L’Ombre de l’Âme – DAVID GIBERT


Résumé :
Sam, jeune écrivain en herbe désabusé, se réfugie dans le monde qu’il a créé. Malheureusement, Zgor, un chevalier qu’il a inventé semble avoir pris vie et menace les amis de son créateur. Par ailleurs, ce personnage s’avère être davantage qu’un simple écrit sur le papier.

Les plus : L’idée de base. Le début du roman avant que le désastre ne commence.
Les moins : Les personnages caricaturaux. Le Deus-ex-Machina. La fin.

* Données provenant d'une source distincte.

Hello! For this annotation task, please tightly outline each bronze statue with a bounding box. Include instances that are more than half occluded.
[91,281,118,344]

En bref : Au fil des pages, l’auteur s’emmêle dans l’histoire qu’il a créé, alourdissant le texte de formules censées être poétiques et enchaînant les stéréotypes jusqu’à écœurement.

Note : 1 

Mon avis :

Il s’agit d’un livre lu à l’occasion d’un partenariat avec les éditions Lokomodo.

L’Ombre de l’Âme se concentre sur une groupe d’amis. Nous y retrouvons Franck, un étudiant en histoire médiéval passionné de jeux de rôle grandeur nature ; Yann, féru d’escrime ; Léa, une jeune fille consciente des avantages de son physique et n’hésitant pas à en jouer pour parvenir à ses fins ; Joshua, étudiant en droit versé dans la psychologie ; Marianne, beauté fragile étudiante en art ; et enfin Sam, jeune écrivain en herbe qui fuit la réalité dans le monde imaginaire qu’il crée.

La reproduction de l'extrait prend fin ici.